Sungguh ironis jika negeri kita yang dikelilingi lautan luas ini, masih tergolong tinggi mengimpor garam dari negara lain. Mengutip data yang disampaikan Pelaksana Harian Direktur Jenderal Perdagangan Luar Negeri Gunaryo bahwa untuk impor garam konsumsi nasional tahun 2012, alokasi pemerintah mencapai angka 533.000 ton garam yang dibagi dalam dua tahap impor (id.berita.yahoo.com). Bukankah ini namanya membuang garam di lautan? Dimana integritas bangsa Indonesia sebagai negara yang merdeka, makmur dan sejahtera, jika garam saja masih ‘mengemis’ ke negara lain.

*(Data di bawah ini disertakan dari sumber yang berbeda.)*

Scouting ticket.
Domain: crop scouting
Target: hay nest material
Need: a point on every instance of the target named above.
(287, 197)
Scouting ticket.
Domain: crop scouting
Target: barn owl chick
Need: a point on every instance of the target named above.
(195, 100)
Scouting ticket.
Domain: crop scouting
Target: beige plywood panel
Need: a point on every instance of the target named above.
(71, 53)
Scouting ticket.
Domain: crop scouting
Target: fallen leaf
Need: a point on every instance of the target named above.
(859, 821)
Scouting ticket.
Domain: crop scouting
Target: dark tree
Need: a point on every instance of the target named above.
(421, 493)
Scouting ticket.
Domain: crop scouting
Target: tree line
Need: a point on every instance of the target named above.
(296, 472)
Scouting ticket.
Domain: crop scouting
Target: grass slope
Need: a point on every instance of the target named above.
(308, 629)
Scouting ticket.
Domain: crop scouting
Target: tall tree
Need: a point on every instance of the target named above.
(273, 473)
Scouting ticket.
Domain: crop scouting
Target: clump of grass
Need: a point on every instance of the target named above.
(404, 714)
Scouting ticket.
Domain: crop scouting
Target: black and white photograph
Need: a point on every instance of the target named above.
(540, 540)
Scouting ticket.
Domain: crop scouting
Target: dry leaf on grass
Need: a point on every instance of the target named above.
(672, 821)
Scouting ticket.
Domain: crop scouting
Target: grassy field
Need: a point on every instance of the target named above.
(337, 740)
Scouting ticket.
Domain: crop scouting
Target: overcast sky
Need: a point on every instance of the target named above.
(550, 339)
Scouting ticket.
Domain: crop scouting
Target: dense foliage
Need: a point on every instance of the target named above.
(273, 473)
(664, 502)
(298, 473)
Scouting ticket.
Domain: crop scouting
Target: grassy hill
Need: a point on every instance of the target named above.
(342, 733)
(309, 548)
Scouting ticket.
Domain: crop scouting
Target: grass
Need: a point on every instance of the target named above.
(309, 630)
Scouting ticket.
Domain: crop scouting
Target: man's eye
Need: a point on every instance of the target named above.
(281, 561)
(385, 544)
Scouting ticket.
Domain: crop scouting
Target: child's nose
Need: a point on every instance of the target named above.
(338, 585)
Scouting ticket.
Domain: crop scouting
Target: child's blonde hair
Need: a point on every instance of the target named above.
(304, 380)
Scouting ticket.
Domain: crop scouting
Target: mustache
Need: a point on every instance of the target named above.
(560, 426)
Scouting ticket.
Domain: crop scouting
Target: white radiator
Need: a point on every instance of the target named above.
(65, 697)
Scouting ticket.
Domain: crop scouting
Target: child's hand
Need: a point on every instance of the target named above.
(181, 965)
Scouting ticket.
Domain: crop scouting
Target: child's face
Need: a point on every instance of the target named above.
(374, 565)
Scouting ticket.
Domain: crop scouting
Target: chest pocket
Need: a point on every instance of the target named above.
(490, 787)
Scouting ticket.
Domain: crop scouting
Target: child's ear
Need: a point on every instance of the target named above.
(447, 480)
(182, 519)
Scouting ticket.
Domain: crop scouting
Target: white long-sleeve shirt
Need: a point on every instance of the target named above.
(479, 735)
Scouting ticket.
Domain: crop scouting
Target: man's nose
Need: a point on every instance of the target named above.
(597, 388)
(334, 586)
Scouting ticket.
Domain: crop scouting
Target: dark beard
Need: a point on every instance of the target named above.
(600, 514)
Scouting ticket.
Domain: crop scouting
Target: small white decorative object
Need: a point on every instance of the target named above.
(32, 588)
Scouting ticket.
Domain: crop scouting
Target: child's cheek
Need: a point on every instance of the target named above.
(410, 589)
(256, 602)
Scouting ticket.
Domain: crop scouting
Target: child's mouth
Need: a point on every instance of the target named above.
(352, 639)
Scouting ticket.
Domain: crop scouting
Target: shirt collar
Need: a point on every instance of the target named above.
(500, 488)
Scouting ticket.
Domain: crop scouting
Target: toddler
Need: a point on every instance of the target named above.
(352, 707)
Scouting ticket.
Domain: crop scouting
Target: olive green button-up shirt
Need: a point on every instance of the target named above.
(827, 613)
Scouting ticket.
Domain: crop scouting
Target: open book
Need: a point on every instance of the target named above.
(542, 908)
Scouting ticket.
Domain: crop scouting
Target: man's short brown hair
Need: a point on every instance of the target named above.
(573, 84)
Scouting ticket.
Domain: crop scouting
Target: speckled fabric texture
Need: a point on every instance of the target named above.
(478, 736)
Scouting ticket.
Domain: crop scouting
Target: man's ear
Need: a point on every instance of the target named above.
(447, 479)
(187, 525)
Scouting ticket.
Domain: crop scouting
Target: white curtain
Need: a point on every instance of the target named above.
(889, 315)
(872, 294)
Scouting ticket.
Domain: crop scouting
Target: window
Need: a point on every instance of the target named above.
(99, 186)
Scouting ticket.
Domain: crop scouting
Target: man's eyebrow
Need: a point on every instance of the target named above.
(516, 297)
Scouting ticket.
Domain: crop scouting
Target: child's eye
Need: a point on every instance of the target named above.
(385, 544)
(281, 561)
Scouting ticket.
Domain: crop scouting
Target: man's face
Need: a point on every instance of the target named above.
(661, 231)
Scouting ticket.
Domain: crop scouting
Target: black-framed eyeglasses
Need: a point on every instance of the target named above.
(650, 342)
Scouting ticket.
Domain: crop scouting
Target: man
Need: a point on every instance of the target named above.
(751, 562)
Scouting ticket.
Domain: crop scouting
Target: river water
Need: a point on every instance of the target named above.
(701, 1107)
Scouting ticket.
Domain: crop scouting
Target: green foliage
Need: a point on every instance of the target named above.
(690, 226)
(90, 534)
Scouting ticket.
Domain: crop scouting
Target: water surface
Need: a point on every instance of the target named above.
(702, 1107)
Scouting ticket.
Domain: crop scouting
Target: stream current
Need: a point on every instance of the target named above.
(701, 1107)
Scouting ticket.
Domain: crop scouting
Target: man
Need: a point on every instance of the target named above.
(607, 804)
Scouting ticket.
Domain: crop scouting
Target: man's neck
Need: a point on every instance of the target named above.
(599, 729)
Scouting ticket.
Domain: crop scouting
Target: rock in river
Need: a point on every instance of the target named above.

Dari data tersebut secara tidak langsung telah menggambarkan bahwa rakyat Indonesia masih belum terbebas dari cengkraman pihak-pihak tertentu. Tidak hanya garam, daging sapi pun bangsa kita masih impor dari negara tetangga. Sedangkan kita memiliki padang rumput yang luas dan berkualitas sebagai zona peternakan alami. Seyogyanya Indonesia tidak akan mengimpor beras, jika padi milik petani pribumi mendapat perhatian dan dukungan intensif dari pemerintah. Puncaknya, kita tidak perlu menunggu ‘serangan-serangan’ product asing jika setiap elemen dalam negeri telah bersatu untuk ‘Beli Indonesia’.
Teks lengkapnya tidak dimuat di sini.